Let $\Omega=[0,1]\times[0,1]$, $\lambda$ the restriction of the Lebesgue measure $\lambda^2$ on $\mathbb{R}$ to $\Omega$. Define
$$\begin{array}{rccc} f\colon& \Omega&\longrightarrow&\mathbb{R}\\& (x,y)&\mapsto& \begin{cases} (1-xy)^{-1} & \text{ if } xy\neq 1,\\ 0 & \text{ if } xy=1. \end{cases}\end{array}$$
I have already proven that $f$ is jointly measurable. Now I have to compute $\int_{\Omega}f\,\mathrm d\lambda$. There is a hint that I might need to apply Fubini's theorem twice, and that I can use $\sum_{n=1}^{\infty}\dfrac{1}{n^2}=\dfrac{\pi^2}{6}$ without proof.

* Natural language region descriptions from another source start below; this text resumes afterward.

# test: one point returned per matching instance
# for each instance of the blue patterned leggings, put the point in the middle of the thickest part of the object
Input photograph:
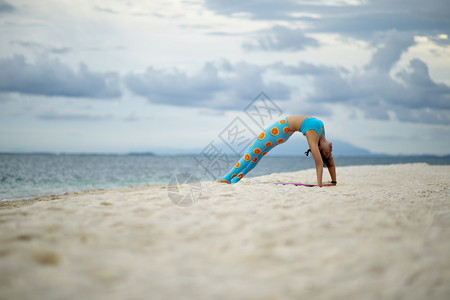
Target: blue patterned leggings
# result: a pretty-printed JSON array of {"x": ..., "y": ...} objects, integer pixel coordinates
[{"x": 273, "y": 135}]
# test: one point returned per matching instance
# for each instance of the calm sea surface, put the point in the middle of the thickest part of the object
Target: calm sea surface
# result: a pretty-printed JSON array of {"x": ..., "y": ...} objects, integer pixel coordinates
[{"x": 31, "y": 175}]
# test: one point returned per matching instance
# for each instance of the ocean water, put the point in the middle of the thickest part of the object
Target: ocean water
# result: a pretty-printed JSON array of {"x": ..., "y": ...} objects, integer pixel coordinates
[{"x": 31, "y": 175}]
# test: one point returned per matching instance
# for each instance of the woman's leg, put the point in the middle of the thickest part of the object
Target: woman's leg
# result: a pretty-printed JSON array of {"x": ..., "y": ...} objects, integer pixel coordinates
[{"x": 274, "y": 135}]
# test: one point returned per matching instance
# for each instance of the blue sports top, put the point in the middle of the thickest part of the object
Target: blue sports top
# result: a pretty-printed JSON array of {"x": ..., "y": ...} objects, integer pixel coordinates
[{"x": 312, "y": 123}]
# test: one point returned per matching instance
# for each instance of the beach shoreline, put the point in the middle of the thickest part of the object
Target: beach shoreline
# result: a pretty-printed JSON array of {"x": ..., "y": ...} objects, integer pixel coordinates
[{"x": 382, "y": 233}]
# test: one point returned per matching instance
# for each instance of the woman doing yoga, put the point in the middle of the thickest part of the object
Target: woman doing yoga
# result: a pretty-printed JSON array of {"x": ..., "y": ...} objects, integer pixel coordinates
[{"x": 278, "y": 133}]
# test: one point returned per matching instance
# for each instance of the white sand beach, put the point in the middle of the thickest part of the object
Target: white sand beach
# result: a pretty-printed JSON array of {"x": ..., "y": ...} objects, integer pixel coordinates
[{"x": 382, "y": 233}]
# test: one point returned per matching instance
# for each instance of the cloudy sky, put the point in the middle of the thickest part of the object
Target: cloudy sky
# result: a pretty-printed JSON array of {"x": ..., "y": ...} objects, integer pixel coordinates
[{"x": 165, "y": 75}]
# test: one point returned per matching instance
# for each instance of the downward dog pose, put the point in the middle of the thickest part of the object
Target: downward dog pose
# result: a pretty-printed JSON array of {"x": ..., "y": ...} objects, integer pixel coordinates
[{"x": 280, "y": 132}]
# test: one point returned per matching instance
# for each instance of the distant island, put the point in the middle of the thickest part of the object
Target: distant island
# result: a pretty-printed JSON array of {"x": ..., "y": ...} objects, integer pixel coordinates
[{"x": 148, "y": 153}]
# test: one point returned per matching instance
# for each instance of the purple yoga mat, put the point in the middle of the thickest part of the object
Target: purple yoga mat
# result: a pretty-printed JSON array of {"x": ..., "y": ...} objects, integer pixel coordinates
[{"x": 299, "y": 184}]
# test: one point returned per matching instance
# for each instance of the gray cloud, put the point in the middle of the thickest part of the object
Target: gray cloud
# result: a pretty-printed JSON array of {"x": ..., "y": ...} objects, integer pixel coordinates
[
  {"x": 5, "y": 7},
  {"x": 355, "y": 20},
  {"x": 392, "y": 47},
  {"x": 50, "y": 77},
  {"x": 220, "y": 85},
  {"x": 38, "y": 47},
  {"x": 412, "y": 96},
  {"x": 57, "y": 116},
  {"x": 280, "y": 38}
]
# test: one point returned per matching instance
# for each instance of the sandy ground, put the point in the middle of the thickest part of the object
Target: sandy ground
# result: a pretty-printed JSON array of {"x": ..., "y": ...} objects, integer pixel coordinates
[{"x": 383, "y": 233}]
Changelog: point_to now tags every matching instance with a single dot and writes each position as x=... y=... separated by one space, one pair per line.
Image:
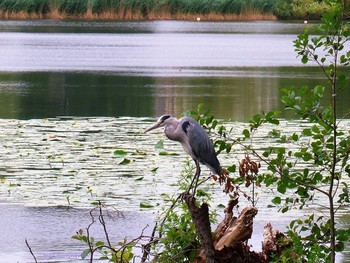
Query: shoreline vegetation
x=163 y=9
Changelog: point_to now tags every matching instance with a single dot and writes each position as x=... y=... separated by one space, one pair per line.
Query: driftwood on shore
x=229 y=241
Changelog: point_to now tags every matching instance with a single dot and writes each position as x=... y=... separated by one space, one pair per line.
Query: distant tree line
x=166 y=9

I really don't know where to start, can somebody help me?
You have\begin{align}\int_0^1\int_0^1\frac1{1-xy}\,\mathrm dx\,\mathrm dy&=\int_0^1\int_0^1\sum_{n=1}^\infty(xy)^{n-1}\,\mathrm dx\,\mathrm dy\\&=\sum_{n=1}^\infty\frac1{n^2}\end{align}by the monotone convergence theorem and because$$(\forall n\in\mathbb{N}):\frac1{n^2}=\int_0^1\int_0^1\sum_{n=1}^\infty x^{n-1}y^{n-1}\,\mathrm dx\,\mathrm dy.$$